The ability to delegate effectively also requires strong bonds between doctors and staff, says Holder. “Then people are acting out of loyalty. They know you’re working to make them successful and happy and when that happens the team wants to take as much off the physician’s plate as they can.”

Is AI the solution to documentation woes?

Since computers—in the form of electronic health records—have caused so much of the paperwork burdening primary care doctors nowadays, could they also provide a way to reduce that burden? A project underway at the American Academy of Family Physicians (AAFP) suggests that they could.

AAFP has partnered with Suki, a manufacturer of software that integrates voice recognition and artificial intelligence, to develop AI Assistant for Documentation, a program that combines machine learning — a technology that mimics the human brain’s neural network — and voice recognition software to generate documentation of patient visits.

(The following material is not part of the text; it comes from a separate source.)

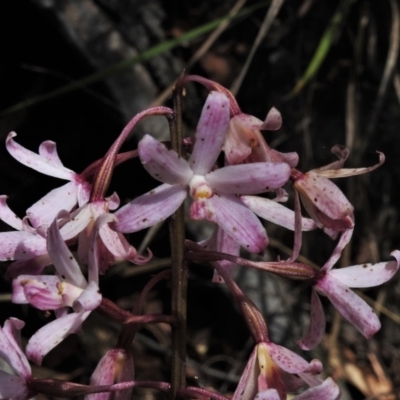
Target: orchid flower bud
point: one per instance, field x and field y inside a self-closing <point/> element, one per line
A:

In December 2021, the AAFP announced results of the second phase of a study of the program’s effectiveness. It found that primary care practices using the program saw a 72% reduction in the median documentation time per note, resulting in a time savings of 3.3 hours per week per clinician. Participants also reported improved levels of job satisfaction and decreased feelings of burnout.

Steve Waldren, M.D., M.S., vice president and chief medical informatics officer for AAFP, said AI Assistant differs from standard voice recognition software in its greater ability to understand voice commands. “You can tell it things like, ‘Suki, change my abdominal exam note to ‘mildly distended,’ and it understands that it needs to go to the physical exam, then the abdomen section, and replace the text that’s there with what you just said.”

Waldren noted the program also can be synced with smartphones and other mobile devices, allowing users to dictate notes whenever and wherever they choose. “The nice thing about leveraging smartphones is that they’ve been designed to enable voice because of features like Siri and Google Assistant, which also means docs don’t have to purchase additional hardware to attain that flexibility.”

The program is available for purchase starting at $199, Waldren said.